Pure mathematics is the poetry of logical ideas.Albert Einstein
Leaders are like mathematicians. They need to master the four basic functions of their craft: addition, subtraction, division and multiplication.
Addition: Leaders need to be addition addicts. They can’t afford to let their capabilities grow stale, especially in two critical areas. First, they need to conquer the emerging leadership competencies required to drive business results in a rapidly changing and uncertain world. Second, and equally as important, they need to strengthen their levels of self-awareness necessary to manage effectively in a postmodern era. Fifty years ago John F. Kennedy observed that leadership and learning are simply indispensable to one another. So, let’s keep adding on.
Subtraction: Here’s how to lead by subtraction. If you haven’t already done so, get a copy of William Ury’s book The Power of a Positive No: How to Say No and Still Get to Yes (2007) and learn how to amp up your leadership effectiveness and well-being by simply saying “no” more frequently. Ury shows you how to practice subtraction in ways that clarify your intentions, preserve your relationships and remove distractions from your path to leadership success. A friend of mine puts it this way: “I try to say no to at least one request a day, with intention and diplomacy.” That’s leadership by subtraction.

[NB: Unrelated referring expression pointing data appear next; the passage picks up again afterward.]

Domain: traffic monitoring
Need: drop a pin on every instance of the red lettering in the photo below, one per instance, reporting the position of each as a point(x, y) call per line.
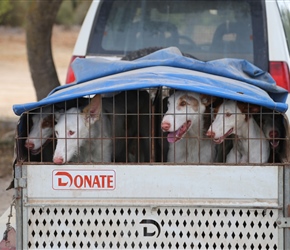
point(103, 180)
point(60, 183)
point(81, 181)
point(88, 180)
point(110, 181)
point(96, 181)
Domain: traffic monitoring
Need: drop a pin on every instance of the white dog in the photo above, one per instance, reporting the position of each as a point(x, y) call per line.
point(41, 130)
point(184, 122)
point(251, 145)
point(108, 129)
point(83, 136)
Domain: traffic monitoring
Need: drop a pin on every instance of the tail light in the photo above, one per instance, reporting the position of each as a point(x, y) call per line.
point(70, 76)
point(280, 73)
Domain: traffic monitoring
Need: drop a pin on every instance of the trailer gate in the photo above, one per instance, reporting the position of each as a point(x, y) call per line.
point(129, 182)
point(143, 212)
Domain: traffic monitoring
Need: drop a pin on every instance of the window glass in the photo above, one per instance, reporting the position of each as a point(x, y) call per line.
point(285, 15)
point(206, 30)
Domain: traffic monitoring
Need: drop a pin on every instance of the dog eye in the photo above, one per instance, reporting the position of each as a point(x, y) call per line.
point(183, 103)
point(71, 132)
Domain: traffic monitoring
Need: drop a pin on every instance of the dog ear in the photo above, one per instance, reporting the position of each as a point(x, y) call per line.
point(57, 115)
point(207, 99)
point(93, 110)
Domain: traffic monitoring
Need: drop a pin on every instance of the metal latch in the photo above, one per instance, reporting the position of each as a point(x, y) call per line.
point(283, 222)
point(20, 183)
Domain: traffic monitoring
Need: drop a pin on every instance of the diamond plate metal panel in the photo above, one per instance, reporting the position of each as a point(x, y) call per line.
point(151, 228)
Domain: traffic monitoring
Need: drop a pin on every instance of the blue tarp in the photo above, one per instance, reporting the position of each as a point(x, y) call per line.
point(227, 78)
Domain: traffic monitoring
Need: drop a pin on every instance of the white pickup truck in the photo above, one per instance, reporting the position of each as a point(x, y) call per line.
point(138, 198)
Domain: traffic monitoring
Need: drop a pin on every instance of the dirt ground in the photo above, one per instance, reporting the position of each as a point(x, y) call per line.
point(17, 87)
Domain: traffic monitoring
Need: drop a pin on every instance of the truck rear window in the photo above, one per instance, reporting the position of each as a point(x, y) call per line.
point(206, 30)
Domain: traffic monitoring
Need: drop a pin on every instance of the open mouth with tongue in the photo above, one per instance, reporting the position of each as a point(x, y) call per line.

Division: For years, software engineers have used “agile methodologies” to tackle complex software development projects. They break complexity down into discrete tasks, assign cross-functional teams to each task, and adopt flexible test-and-learn approaches to solve each task. Leaders can adopt a similar approach by taking their most complex challenges, dividing them into discrete components and assigning them to skilled teams to accomplish on tight deadlines. Of course, some leaders already do this. When members of my old team in San Francisco read this post, they’ll recognize the phrase “divide and conquer.” Thank you, Melissa.
Multiplication: The key to all leadership is multiplication. Leaders multiply their potential impact by engaging and empowering others. Sustainable leadership is never about “me,” it’s always about “we.” Achieving this shared sense of purpose and direction requires leaders to be clear, open, and authentic in all forms of communication. Effective communication is the multiplier effect for all leadership efforts. You can learn more about how to master the art of leadership communication in my last two “Thinking of Leadership” posts available in the menu on the right.
How to apply the mathematics of leadership
Take a look at the next two weeks on your calendar. Where do you have opportunities to practice a new skill or adopt a new practice that will enhance your leadership effectiveness? Where can you say no to a request, or delegate it to someone else, to create a sharper, more focused set of priorities for yourself? Where can you take something that’s disturbingly complex, divide into subtasks and assign them to teams? And, where can you inspire and motivate others to take on tasks that will multiply your leadership efforts?
Remember, keep it simple. You don’t have to employ all four mathematical functions each and every week. Try this. Block 10 to 15 minutes each Monday morning to identify and commit to just one or two mathematical opportunities each week. Pretty soon, improvements can really add up.